Reeperbahn


Wegbeschreibungen

Wissenswertes über: Reeperbahn

Vom Millerntor in Richtung Westen verläuft in Hamburgs Stadtteil St. Pauli die Reeperbahn. Sie steht symbolisch für das Vergnügungsviertel, in dem auch das Hamburger Rotlicht-Milieu angesiedelt ist. Auf etwa 930 Metern Länge finden sich hier zahlreiche Kneipen, Bars, Diskotheken, Restaurants und Nachtclubs. Man nennt sie auch die „sündigste Meile der Welt“.
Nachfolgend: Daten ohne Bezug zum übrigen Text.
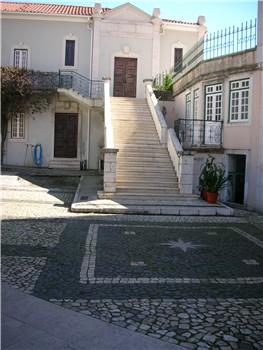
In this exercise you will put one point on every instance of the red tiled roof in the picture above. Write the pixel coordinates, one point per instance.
(180, 22)
(48, 8)
(27, 7)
Zu ihrem Namen kam die Straße, weil dort die Taumacher und Seiler ihre Werkstätten hatten. Die benötigten für die Herstellung der Schiffstaue viel Platz, weil die langen Seile auf einer sogenannten Reepschlägerbahn gefertigt wurden.

Reeperbahn ist der plattdeutsche Begriff für das hochdeutsche „Reiferbahn“. Auf so einer Reeperbahn konnten Seile von dreihundert Metern Länge gefertigt werden. Im Vergleich hierzu konnte man auf ihrem kleineren Äquivalent, der Seilerbahn, nur Seile von bis zu 50 Metern produzieren.

Eine einzige Reeperbahn ist in Hamburg heute noch verblieben, sie befindet sich in Hamburg-Hausbruch an der südlichen Elbseite.

1860/61 kam es zur Aufhebung der Hamburger Torsperre und Hamburg dehnte sich über die damaligen Grenzen hinaus aus. Man konnte sich hier ansiedeln und dennoch am städtischen Handel teilhaben. Ab 1826 hatte der Architekt Carl Ludwig Wimmel zwischen dem Hamburger Berg und dem Millerntor eine kleine Häuserreihe bauen lassen, einige der Häuser wurden allerdings den in den 1880er Jahren angelegten Querstraßen Hein-Hoyer-Straße und Bremer Straße geopfert und abgerissen.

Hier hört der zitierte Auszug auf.